Ce héros apporte le dernier message du film : les mécanismes d’oppression n’existent qu’à partir du moment où il subsiste quelqu’un pour les perpétuer. Star Lord finit par refuser l’héritage de son père car il a pris conscience de la force que représentait le fait d’accepter l'altérité hétérogène. Il accepte l’amour de ses compagnons : un amour imparfait, parfois chancelant mais toujours sincère. À partir du moment où les Gardiens s’acceptent et se pardonnent, l’égocentrisme impérialiste d’Ego n’a plus aucun pouvoir.

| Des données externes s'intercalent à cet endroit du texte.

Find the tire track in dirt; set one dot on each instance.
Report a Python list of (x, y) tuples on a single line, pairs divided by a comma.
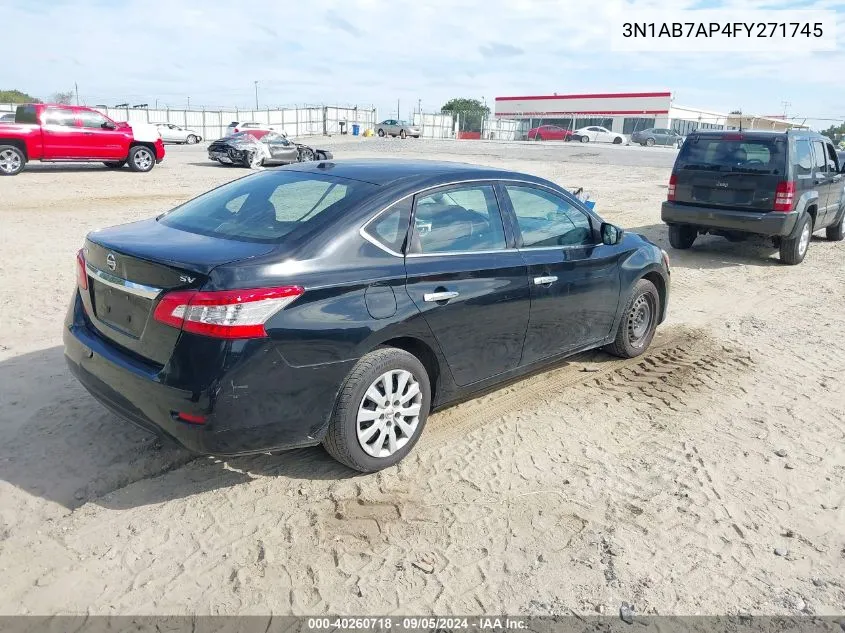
[(682, 361)]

Il finit par disparaître tout simplement, n’ayant plus personne pour prendre le relais de son entreprise colonialiste.

Ce qui fait sans aucun doute la force du MCU est l’humanité profonde qui traverse ses personnages. Les Gardiens de la Galaxie en sont le parfait exemple et cette thématique profondément politique apportée avec ce deuxième opus renforce l’intérêt que l’on peut porter à ce film qui semble pourtant plus bancal au premier abord que son prédécesseur. Bien qu'Ego ne soit pas le méchant le plus réussi, il présente une construction allégorique très intéressante que l’on voit rarement dans un blockbuster de ce type.
Par-dessus tout, Guardians of the Galaxy Vol. 2 reste l’un des projets les plus personnels de cet univers et traduit le mode de pensée d’un réalisateur au parcours de vie tortueux mais sincère dans sa vision et sa quête d’un amour familial basé sur l’empathie et l’acceptation des failles de l’autre.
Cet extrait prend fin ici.